- Bull Run Location within the state of Virginia Bull Run Bull Run (the United States)
- Coordinates: 38°50′N 77°29′W﻿ / ﻿38.84°N 77.49°W
- Country: United States of America
- State: Virginia
- County: Fairfax

Area
- • Land: 14.42 sq mi (37.35 km^{2})

Population (2020)
- • Total: 6,972
- • Density: 484/sq mi (186.7/km^{2})
- Time zone: UTC-5 (Eastern (EST))
- • Summer (DST): UTC-4 (EDT)

= Bull Run, Fairfax County, Virginia =

Bull Run is a census designated place in Fairfax County, Virginia, United States. It has an area of 14.42 square miles.

==Geography==

Bull Run was first listed as a CDP in the 2020 census with a population of 6,972.

==Demographics==
Bull Run first appeared as a census designated place in the 2020 U.S. census.

Bull Run CDP, Virginia – Racial and ethnic composition Note: the US Census treats Hispanic/Latino as an ethnic category. This table excludes Latinos from the racial categories and assigns them to a separate category. Hispanics/Latinos may be of any race.
| Race / Ethnicity (NH = Non-Hispanic) | Pop 2020 | 2020 |
|---|---|---|
| White alone (NH) | 4,418 | 63.37% |
| Black or African American alone (NH) | 286 | 4.10% |
| Native American or Alaska Native alone (NH) | 3 | 0.04% |
| Asian alone (NH) | 1,336 | 19.16% |
| Native Hawaiian or Pacific Islander alone (NH) | 3 | 0.04% |
| Other race alone (NH) | 58 | 0.83% |
| Mixed race or Multiracial (NH) | 398 | 5.71% |
| Hispanic or Latino (any race) | 470 | 6.74% |
| Total | 6,972 | 100.00% |

At the 2020 census (some information from the 2022 American Community Survey) there were 6,972 people, 2,213 housing units and 2,133 households residing in the CDP. The population density was 483.5 /mi2. The average housing unit density was 153.5 /mi2. The racial makeup of the CDP was 64.99% White, 4.20% African American, 0.09% Native American, 19.29% Asian, 0.04% Pacific Islander, 2.40% from other races, and 8.99% from two or more races. Hispanic or Latino of any race was 6.74% of the population.

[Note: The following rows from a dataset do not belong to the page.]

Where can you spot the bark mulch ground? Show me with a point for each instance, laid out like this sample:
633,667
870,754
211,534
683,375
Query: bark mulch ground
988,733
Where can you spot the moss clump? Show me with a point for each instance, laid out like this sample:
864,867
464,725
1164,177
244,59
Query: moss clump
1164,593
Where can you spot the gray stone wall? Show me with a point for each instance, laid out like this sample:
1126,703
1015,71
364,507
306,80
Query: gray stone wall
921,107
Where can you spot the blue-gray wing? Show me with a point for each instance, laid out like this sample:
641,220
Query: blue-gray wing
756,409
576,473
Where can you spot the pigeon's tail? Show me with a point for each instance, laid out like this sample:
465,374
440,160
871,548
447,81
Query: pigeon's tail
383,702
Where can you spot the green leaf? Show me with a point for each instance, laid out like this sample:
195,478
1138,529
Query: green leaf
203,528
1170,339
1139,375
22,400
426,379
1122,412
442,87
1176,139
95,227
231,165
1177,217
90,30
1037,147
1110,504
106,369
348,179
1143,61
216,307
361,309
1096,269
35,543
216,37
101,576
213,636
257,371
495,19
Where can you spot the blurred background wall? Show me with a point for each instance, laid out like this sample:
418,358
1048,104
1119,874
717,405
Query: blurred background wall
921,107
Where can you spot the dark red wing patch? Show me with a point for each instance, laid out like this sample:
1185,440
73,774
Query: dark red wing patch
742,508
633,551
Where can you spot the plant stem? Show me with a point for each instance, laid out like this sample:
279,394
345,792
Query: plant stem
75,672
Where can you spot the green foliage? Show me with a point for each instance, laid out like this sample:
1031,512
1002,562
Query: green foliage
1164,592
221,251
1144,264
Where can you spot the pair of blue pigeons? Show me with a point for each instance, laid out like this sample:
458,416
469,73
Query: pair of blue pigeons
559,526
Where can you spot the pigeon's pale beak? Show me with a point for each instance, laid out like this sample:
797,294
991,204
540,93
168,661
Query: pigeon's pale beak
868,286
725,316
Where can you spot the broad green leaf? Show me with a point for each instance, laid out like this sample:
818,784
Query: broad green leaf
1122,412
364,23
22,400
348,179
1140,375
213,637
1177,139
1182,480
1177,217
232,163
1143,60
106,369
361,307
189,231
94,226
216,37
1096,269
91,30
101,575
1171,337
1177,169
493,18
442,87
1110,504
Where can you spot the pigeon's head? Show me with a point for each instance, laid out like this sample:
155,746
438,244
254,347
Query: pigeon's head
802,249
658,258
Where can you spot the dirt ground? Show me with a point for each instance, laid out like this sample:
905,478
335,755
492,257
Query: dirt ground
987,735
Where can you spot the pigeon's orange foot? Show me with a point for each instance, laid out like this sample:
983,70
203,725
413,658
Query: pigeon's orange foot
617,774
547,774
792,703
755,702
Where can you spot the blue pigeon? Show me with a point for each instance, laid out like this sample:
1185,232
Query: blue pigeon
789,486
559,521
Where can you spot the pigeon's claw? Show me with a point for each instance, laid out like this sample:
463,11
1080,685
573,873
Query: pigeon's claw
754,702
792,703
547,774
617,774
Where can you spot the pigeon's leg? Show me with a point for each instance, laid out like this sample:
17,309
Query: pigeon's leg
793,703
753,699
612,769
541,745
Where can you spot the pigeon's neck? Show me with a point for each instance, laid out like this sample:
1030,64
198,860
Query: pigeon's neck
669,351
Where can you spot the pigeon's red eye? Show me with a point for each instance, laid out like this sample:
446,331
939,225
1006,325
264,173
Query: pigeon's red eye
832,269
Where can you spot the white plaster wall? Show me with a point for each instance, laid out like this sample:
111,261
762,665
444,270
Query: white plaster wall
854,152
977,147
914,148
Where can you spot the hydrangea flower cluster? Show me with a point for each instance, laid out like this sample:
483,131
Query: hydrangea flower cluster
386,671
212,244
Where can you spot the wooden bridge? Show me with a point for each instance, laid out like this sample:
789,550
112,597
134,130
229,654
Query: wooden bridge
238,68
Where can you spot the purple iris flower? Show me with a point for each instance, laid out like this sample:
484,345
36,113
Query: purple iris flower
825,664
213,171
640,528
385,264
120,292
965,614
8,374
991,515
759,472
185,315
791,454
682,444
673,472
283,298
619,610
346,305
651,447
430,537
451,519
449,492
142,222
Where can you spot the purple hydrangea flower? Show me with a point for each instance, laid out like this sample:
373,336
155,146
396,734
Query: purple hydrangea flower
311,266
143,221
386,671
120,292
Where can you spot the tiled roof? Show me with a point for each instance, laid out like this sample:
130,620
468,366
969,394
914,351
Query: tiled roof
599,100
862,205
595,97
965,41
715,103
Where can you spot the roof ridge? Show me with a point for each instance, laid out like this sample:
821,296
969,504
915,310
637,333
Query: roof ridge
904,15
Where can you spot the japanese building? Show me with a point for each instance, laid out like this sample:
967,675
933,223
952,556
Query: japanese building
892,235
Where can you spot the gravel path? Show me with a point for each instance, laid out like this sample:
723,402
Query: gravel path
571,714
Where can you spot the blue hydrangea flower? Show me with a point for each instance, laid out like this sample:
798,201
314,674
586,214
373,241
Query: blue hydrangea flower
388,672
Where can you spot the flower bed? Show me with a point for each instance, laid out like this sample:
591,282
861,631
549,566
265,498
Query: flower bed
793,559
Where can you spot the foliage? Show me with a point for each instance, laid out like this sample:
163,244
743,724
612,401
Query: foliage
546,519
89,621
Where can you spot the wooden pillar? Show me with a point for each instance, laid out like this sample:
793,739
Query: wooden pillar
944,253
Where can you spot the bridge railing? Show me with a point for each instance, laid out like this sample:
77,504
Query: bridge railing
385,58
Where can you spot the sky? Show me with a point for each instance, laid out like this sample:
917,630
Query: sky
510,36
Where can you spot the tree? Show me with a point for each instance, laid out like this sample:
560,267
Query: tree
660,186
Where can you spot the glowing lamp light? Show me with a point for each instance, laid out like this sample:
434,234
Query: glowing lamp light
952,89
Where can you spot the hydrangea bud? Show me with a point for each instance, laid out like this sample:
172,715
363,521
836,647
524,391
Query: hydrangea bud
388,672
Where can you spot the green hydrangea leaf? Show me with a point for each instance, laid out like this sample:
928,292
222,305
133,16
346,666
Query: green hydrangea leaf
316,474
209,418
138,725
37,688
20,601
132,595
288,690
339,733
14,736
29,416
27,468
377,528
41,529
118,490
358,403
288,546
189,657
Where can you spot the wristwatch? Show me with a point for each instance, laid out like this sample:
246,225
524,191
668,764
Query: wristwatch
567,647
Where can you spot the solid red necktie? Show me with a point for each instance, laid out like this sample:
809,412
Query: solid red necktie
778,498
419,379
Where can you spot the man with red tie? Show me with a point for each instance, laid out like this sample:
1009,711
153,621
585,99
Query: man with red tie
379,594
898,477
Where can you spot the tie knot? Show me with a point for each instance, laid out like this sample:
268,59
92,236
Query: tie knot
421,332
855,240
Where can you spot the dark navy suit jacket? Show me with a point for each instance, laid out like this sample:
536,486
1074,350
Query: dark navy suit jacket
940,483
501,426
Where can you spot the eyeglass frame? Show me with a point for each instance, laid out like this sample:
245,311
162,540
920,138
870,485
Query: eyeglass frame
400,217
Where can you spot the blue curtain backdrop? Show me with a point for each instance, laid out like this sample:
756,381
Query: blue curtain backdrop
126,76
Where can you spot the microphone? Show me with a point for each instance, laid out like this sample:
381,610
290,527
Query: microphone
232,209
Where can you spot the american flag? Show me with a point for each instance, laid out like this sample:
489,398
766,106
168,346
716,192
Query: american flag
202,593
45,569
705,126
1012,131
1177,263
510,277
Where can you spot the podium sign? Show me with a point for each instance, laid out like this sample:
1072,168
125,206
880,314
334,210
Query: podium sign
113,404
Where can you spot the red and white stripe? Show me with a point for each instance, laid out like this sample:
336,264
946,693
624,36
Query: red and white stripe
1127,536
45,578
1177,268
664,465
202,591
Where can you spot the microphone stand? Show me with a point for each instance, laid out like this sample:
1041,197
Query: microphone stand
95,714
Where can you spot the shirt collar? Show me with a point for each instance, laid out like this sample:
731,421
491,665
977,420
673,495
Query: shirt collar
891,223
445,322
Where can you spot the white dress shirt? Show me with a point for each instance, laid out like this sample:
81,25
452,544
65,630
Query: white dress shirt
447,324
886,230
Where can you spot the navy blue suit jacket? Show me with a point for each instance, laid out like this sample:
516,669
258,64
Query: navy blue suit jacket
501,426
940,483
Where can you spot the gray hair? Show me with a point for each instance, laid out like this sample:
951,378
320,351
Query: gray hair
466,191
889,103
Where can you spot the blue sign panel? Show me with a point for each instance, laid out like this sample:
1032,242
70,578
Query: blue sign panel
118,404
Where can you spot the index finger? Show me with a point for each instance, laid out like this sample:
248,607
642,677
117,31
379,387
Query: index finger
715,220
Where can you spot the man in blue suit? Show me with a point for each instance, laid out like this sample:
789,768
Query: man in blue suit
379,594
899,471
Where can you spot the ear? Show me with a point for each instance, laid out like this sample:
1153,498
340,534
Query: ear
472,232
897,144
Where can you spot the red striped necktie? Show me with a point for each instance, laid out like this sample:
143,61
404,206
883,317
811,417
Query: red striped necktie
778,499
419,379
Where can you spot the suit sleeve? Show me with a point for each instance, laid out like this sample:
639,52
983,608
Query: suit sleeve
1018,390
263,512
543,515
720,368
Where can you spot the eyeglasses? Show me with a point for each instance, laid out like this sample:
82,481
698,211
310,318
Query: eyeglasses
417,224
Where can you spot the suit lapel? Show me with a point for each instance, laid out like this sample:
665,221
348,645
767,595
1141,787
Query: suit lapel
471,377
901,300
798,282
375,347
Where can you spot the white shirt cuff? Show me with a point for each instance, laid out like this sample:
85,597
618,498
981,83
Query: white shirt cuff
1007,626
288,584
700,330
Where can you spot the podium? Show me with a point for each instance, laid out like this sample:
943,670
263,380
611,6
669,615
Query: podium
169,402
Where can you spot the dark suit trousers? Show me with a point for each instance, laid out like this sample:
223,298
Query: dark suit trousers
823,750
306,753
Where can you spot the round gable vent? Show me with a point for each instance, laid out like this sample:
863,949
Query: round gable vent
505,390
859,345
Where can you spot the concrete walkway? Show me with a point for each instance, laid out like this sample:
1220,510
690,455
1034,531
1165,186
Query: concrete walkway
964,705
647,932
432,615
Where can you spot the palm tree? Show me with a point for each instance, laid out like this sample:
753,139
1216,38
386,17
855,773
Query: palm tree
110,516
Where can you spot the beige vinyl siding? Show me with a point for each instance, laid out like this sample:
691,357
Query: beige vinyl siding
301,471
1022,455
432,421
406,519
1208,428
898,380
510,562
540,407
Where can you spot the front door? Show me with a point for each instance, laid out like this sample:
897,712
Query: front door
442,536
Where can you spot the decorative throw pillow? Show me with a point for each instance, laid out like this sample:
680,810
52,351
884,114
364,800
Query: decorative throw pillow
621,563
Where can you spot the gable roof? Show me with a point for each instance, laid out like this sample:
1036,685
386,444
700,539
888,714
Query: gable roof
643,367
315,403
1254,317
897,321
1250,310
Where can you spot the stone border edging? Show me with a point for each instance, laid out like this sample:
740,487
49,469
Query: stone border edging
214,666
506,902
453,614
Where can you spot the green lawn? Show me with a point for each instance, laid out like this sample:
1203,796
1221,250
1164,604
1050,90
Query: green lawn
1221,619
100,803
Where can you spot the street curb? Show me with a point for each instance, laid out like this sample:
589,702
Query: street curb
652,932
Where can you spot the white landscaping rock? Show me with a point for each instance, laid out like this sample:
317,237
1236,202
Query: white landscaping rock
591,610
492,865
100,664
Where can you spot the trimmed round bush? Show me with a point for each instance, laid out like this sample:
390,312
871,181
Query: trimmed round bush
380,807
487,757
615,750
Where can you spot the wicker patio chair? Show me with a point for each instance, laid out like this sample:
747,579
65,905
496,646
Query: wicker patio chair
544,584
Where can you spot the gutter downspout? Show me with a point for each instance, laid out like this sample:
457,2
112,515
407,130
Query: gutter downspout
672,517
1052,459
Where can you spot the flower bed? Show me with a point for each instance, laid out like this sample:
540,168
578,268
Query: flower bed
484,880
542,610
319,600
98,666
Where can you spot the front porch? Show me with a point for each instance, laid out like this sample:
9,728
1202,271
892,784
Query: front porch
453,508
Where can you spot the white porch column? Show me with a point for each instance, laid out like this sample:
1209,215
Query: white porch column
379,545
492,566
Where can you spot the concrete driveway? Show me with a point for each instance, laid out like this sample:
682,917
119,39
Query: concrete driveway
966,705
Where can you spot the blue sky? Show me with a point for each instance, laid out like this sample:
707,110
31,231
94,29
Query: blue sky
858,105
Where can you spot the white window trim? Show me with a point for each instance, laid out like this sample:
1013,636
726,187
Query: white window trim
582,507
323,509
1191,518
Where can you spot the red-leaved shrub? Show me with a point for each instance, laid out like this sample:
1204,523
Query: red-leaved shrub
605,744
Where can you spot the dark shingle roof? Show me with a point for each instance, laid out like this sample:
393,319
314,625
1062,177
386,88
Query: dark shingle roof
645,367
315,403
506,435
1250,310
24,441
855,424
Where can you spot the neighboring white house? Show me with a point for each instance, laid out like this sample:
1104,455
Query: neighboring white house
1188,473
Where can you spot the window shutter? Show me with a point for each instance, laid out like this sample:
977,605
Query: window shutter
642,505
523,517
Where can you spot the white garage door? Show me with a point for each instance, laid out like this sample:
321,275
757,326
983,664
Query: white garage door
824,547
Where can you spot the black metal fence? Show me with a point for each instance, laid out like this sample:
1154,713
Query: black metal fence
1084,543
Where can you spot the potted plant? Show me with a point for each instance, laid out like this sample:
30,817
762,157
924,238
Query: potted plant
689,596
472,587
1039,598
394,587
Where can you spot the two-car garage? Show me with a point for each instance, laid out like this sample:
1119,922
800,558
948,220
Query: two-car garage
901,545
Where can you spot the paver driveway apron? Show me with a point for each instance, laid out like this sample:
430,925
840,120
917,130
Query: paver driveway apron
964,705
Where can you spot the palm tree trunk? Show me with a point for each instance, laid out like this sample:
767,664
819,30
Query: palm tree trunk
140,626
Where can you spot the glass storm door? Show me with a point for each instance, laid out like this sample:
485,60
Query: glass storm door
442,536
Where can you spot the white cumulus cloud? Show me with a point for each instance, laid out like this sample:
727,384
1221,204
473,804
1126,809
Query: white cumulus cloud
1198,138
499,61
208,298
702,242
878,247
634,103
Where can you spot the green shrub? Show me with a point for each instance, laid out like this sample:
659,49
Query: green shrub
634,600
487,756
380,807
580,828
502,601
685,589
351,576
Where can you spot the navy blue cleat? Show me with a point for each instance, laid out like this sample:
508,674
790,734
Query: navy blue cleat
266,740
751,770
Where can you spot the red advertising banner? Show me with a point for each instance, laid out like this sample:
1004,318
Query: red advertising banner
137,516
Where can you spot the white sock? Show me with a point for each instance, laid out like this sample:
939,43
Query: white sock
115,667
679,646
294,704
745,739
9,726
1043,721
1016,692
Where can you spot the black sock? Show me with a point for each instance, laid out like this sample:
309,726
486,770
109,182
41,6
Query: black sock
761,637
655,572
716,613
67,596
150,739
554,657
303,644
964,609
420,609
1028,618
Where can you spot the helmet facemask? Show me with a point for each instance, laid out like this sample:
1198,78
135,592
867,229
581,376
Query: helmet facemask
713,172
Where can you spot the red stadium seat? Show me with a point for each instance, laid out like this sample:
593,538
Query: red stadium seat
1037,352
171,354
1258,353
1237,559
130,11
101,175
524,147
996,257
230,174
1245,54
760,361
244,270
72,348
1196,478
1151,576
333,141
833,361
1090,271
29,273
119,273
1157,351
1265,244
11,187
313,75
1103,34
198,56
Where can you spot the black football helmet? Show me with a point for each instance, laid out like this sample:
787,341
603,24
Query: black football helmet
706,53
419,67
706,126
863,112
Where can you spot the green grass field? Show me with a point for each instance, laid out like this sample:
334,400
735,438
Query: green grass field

Of the households, 84.4% were married couple families, 5.9% were a male family householder with no spouse, and 5.8% were a female family householder with no spouse. The average family household had 3.62 people.

The median age was 39.6, 25.8% of people were under the age of 18, and 11.6% were 65 years of age or older. The largest ancestry is the 17.5% who had Irish ancestry, 21.0% spoke a language other than English at home, and 17.6% were born outside the United States, 73.6% of whom were naturalized citizens.

The median income for a household in the CDP was $240,750. 10.7% of the population were military veterans, and 75.1% had a batchelor's degree or higher. In the CDP 4.8% of the population was below the poverty line, including 4.6% of those under age 18 and 0.0% of those age 65 or over, with 2.1% of the population without health insurance.